Oracle Cloud Infrastructure Kubernetes Engine (OKE) is a fully-managed, scalable, and highly available service that you can use to deploy your containerized applications to the cloud.
- Ubuntu 22.04
- Oracle Linux 8 (except for the GPU & RDMA worker pool)
The following policies are required. The OCI Resource Manager stack will create them for you if you have the necessary permissions. If you don't have the permissions, please find more information about the policies below.
- Policy Configuration for Cluster Creation and Deployment
- Creating a Dynamic Group and a Policy for Self-Managed Nodes
You will need a CPU pool and a GPU pool. The OCI Resource Manager stack deploys an operational worker pool by default and you choose to deploy additional CPU/GPU worker pools.
You can use the following images for both CPU and GPU pools.
Note
The GPU image has the GPU drivers pre-installed.
You can use the instructions here for importing the below image to your tenancy.
Image to use for non-GPU nodes
Images for NVIDIA shapes
Image for AMD shapes
You can easily deploy the cluster using the Deploy to Oracle Cloud button below.
For the image ID, use the ID of the image that you imported in the previous step.

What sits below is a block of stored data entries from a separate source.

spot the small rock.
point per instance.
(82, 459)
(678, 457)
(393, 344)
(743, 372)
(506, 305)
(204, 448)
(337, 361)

The template will deploy a bastion
instance and an operator
instance by default. The operator
instance will have access to the OKE cluster. You can connect to the operator
instance via SSH with ssh -J ubuntu@<bastion IP> ubuntu@<operator IP>
.
You can also find this information under the Application information tab in the OCI Resource Manager stack.
kubectl get nodes
NAME STATUS ROLES AGE VERSION
10.0.103.73 Ready <none> 2d23h v1.31.1
10.0.127.206 Ready node 2d3h v1.31.1
10.0.127.32 Ready node 2d3h v1.31.1
10.0.83.93 Ready <none> 2d23h v1.31.1
10.0.96.82 Ready node 2d23h v1.31.1
More info here.
kubectl -n kube-system create serviceaccount kubeconfig-sa
kubectl create clusterrolebinding add-on-cluster-admin --clusterrole=cluster-admin --serviceaccount=kube-system:kubeconfig-sa
kubectl apply -f https://raw.githubusercontent.com/oracle-quickstart/oci-hpc-oke/main/manifests/service-account/oke-kubeconfig-sa-token.yaml
TOKEN=$(kubectl -n kube-system get secret oke-kubeconfig-sa-token -o jsonpath='{.data.token}' | base64 --decode)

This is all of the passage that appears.